Money mules involved in online sex scam jailed

This article is more than 12 months old

Two men who served as money mules in a credit-for-sex syndicate were jailed on Monday (Oct 9) for money laundering.

Deliveryman Eric Lin Weishen, 34, pleaded guilty to three charges and was given 12 months' jail. His charges occurred between April and May 2017.

Storekeeper Elson Lim Yunjun, 26, got 10 months after pleading guilty to a single charge of facilitating one Ah Jiu to keep the benefits of criminal conduct by allowing his bank account to be used to receive funds and converting most of the money into online payment platform Alipay's credits between March 31 and April 10, 2017.

Credit-for-sex scams typically involve cheats posing as attractive women through social media platforms such as WeChat.

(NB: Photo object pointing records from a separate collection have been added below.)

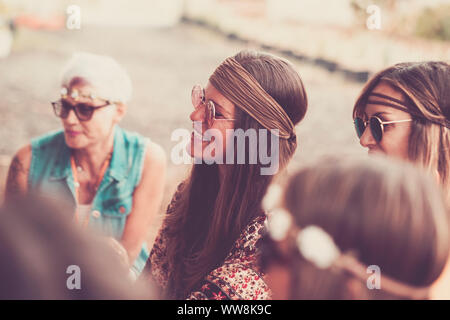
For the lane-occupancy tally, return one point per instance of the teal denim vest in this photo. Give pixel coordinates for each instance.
(51, 173)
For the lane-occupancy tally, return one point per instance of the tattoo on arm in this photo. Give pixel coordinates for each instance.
(15, 170)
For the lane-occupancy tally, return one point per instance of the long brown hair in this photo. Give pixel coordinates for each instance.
(209, 216)
(385, 213)
(425, 87)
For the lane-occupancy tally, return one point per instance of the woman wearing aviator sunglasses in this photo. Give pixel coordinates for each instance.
(404, 112)
(208, 245)
(114, 178)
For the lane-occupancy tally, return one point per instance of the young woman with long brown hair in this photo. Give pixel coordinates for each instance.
(209, 241)
(407, 108)
(357, 229)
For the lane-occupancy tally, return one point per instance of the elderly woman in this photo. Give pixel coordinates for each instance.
(114, 178)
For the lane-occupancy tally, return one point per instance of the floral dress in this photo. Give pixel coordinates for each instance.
(239, 278)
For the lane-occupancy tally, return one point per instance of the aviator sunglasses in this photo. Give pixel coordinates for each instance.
(199, 99)
(376, 126)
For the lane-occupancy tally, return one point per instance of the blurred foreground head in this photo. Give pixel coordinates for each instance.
(41, 250)
(377, 213)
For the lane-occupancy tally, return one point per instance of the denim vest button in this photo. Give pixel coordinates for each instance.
(96, 214)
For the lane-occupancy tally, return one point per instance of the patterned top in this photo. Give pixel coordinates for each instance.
(239, 278)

These cheats then lure men into buying online shopping credits or gift cards at AXS machines in exchange for a date or sexual service.

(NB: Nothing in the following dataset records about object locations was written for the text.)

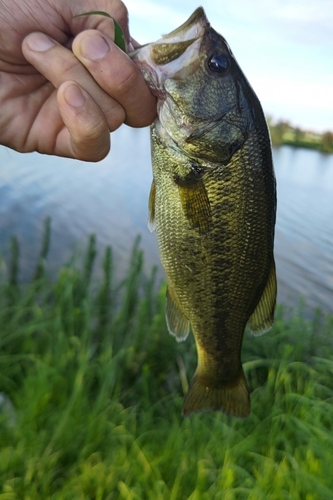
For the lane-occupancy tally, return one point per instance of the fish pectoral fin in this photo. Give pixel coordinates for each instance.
(195, 203)
(262, 318)
(178, 325)
(151, 208)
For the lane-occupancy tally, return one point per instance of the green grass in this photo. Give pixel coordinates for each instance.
(92, 386)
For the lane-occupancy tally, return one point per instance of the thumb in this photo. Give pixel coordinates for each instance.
(86, 135)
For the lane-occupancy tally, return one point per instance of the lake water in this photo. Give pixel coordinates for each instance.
(110, 199)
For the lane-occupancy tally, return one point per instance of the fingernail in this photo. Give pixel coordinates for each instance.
(74, 96)
(40, 42)
(94, 47)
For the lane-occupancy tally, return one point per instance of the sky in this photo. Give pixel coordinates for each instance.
(284, 47)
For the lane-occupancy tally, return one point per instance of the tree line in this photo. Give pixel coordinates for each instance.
(282, 132)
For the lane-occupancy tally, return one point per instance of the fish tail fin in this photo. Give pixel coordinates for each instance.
(231, 399)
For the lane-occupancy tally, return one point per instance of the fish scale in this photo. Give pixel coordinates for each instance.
(212, 204)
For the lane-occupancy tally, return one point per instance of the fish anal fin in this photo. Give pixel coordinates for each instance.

Those who fall for the scam would then be instructed to send images of their purchase receipts to designated e-mail accounts, through which the syndicate would make its claims. In some instances, other members of the ring may contact the respondents to ask for more payments.

Victims usually realise they have been conned when they end up making multiple payments without being able to meet the women they befriended online.

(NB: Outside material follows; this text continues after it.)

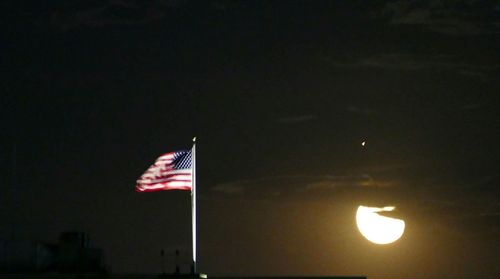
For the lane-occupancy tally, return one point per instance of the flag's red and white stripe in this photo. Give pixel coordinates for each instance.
(163, 175)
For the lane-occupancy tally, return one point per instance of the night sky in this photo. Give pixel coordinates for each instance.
(280, 94)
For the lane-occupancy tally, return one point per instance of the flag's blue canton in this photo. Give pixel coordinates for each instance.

Deputy Public Prosecutor Thiam Jia Min said that some time towards the end of April 2017, Lin came to know one woman known as Xiao Xi online, and she offered sexual services.

Subsequently, he decided to engage her sexual services and arranged to meet her at Bedok Reservoir on April 20.

But she was nowhere in sight that day. He received her call and was told to buy an iTunes gift card worth $100 as pre-payment for her services. Lin did as he was told.

Shortly after, a man, who identified himself as Ah Jiu, called, claiming to be the person in charge of prostitutes, including Xiao Xi.

Ah Jiu told Lin that he had to pay an extra $600 to ensure Xiao Xi's safety. Eventually, Ah Jiu agreed to collect just $100 from Lin, who was told to buy Alipay credits worth $105. Lin complied.

But after waiting four to six hours, he still did not get to meet Xiao Xi and suspected that he had been scammed, said DPP Thiam.

Ah Jiu then called and said they had problems on their end managing the prostitutes. He said Lin would get back his pre-payments if he agreed to help Ah Jiu collect money using his bank account and to convert the money into Alipay credits that was to be sent to a particular e-mail address provided.

Further, Ah Jiu reassured Lin that he would be able to continue hiring the prostitutes. For every amount received, Lin would also get to keep between $20 and $40.

Between April 21 and May 15, 2017, Lin received a total of $18,200 in his bank account via 18 transfers. He converted $16,873 of the sum into Alipay credits for Ah Jiu on 38 occasions. The Alipay credits were bought for $50 to about $630.

Lin decided to help as he wanted to recoup his loss of $205 and to continue visiting prostitutes under Ah Jiu's supervision, the court heard.

Police managed to trace $17,600 to seven local victims who had transferred funds into Lin's bank account. Six of them had made the transfers as pre-payments for sexual services which they never got.

In Lim's case, $19,100 of the $36,400 transferred into his bank account were traced to three men, who had similarly been conned into buying Alipay credits and iTunes gift cards as pre-payment for sexual services which they never received.

The maximum penalty for the offence is a $500,000 fine and 10 years' jail.